XAML (Extensible Application Markup Language) は、アプリケーションのユーザー インターフェイスを指定するための宣言による XML ベース ボキャブラリを提供します。WPF デザイナ は、独特の分割ビューを備えています。このビューは、アプリケーションの描画された XAML マークアップの XAML ビューおよび同期されるデザイン ビューを提供します。XAML の機能の一部を次に示します。

WPF デザイナの XAML ビュー機能

詳細については、「分割ビュー : WPF デザイン サーフェイスと XAML を同時に表示する」を参照してください。

分割ビュー バー

分割ビュー バーを使用して、デザイン ビューと XAML ビューの相対サイズを調節できます。分割ビューは、水平方向または垂直方向に区切って表示できます。また、一方のビューを折りたたむことができます。詳細については、「分割ビュー : WPF デザイン サーフェイスと XAML を同時に表示する」を参照してください。

タグ ナビゲータ

タグ ナビゲータを使用すると、XAML ビュー内で現在選択されているタグの親タグに移動できます。タグ ナビゲータ内のタグの上にマウス ポインタを移動すると、その要素のサムネイル プレビューが表示されます。チュートリアル : WPF デザイナでの XAML の編集.

充実した対話形式のユーザー インターフェイスの構築

WPF では、Window クラスと Page クラスが、ユーザーに対して情報を表示するビジュアル サーフェイスです。一般的に、WPF アプリケーションは、Window にコントロールを追加し、マウスをクリックしたりキーを押したりするなどのユーザー アクションに対する応答を開発することによってビルドします。
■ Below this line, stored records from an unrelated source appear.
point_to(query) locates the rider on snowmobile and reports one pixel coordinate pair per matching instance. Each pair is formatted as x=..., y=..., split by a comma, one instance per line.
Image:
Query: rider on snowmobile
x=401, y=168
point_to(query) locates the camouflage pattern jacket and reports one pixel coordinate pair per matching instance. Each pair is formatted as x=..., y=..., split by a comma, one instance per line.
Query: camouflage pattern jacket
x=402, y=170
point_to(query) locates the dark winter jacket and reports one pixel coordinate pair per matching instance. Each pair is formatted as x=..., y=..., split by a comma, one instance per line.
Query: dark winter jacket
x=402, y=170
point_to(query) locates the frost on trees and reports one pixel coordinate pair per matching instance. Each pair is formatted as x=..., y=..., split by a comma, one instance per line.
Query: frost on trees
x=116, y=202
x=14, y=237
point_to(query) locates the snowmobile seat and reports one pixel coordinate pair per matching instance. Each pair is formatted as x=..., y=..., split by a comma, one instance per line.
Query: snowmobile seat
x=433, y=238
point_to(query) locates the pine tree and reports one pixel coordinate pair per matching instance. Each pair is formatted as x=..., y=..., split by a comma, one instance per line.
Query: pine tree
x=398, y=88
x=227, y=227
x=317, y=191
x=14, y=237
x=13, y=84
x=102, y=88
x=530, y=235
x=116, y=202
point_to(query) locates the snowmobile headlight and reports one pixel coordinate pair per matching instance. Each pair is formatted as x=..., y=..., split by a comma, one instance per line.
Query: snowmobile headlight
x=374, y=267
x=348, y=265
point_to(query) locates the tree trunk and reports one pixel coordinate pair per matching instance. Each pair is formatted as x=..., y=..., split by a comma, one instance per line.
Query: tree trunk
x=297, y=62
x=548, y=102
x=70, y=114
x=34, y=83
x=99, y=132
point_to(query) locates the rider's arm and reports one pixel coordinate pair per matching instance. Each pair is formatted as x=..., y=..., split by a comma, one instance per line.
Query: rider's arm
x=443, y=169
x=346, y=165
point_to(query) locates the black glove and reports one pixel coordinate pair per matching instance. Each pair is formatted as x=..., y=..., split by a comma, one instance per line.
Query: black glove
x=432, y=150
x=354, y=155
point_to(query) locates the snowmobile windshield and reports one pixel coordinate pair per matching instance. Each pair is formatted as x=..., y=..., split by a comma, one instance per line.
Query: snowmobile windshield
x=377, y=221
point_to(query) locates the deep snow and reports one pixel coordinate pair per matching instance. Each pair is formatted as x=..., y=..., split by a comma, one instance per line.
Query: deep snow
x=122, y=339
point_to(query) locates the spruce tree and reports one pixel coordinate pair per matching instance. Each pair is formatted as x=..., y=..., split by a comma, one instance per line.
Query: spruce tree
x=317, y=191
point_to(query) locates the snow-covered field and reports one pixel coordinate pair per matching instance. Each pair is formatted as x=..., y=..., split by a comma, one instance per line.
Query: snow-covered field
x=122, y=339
コントロールとは、データの表示やデータ入力の受け付けを行う、個別のユーザー インターフェイス (UI) 要素です。

ユーザーが Window やそのコントロールのいずれかに対して操作を行うと、その操作でイベントが生成されます。アプリケーションでは、こうしたイベントに応答し、イベントの発生時に処理を行います。詳細については、「方法 : 単純なイベント ハンドラを作成する」を参照してください。
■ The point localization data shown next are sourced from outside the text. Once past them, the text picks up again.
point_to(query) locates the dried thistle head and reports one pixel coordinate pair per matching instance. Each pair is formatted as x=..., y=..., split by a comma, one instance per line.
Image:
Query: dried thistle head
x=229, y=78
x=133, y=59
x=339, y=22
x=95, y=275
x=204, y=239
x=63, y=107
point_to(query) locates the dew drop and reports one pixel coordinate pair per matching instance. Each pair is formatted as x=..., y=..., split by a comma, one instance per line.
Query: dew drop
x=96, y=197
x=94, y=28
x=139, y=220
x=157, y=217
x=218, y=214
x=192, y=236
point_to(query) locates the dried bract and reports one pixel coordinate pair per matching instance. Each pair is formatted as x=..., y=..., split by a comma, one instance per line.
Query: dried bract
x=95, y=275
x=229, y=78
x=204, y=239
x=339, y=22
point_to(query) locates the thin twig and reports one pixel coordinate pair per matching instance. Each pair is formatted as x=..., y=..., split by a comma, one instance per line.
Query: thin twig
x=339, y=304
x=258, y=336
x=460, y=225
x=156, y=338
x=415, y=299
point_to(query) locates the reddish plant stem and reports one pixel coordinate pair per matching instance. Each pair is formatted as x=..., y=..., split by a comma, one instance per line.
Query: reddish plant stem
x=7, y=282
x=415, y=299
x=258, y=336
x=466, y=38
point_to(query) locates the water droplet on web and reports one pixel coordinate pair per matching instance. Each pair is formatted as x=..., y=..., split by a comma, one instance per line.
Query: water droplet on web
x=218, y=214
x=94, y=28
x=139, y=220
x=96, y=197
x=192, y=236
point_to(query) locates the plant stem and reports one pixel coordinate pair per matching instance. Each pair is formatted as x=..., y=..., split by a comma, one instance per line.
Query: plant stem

WPF にはさまざまなコントロールが用意されており、これらのコントロールはウィンドウに追加できます。テキスト ボックス、ボタン、ドロップダウン リスト、オプション ボタンを表示するコントロールだけではなく、Web ページを表示するコントロールもあります。ウィンドウで使用できるすべてのコントロールの一覧については、「コントロール ライブラリ」を参照してください。WPF では、既存のコントロールでニーズに対応できない場合には、UserControl クラスと Control クラスを使用して独自のカスタム コントロールを作成することもできます。

WPF デザイナ では、ドラッグ アンド ドロップで WPF アプリケーションを簡単に作成できます。ポインタでコントロールを選択するだけで、ウィンドウの任意の位置に追加できます。このデザイナには、スナップ線や連続的なズームなどのツールが備わっており、コントロールを簡単に整列できます。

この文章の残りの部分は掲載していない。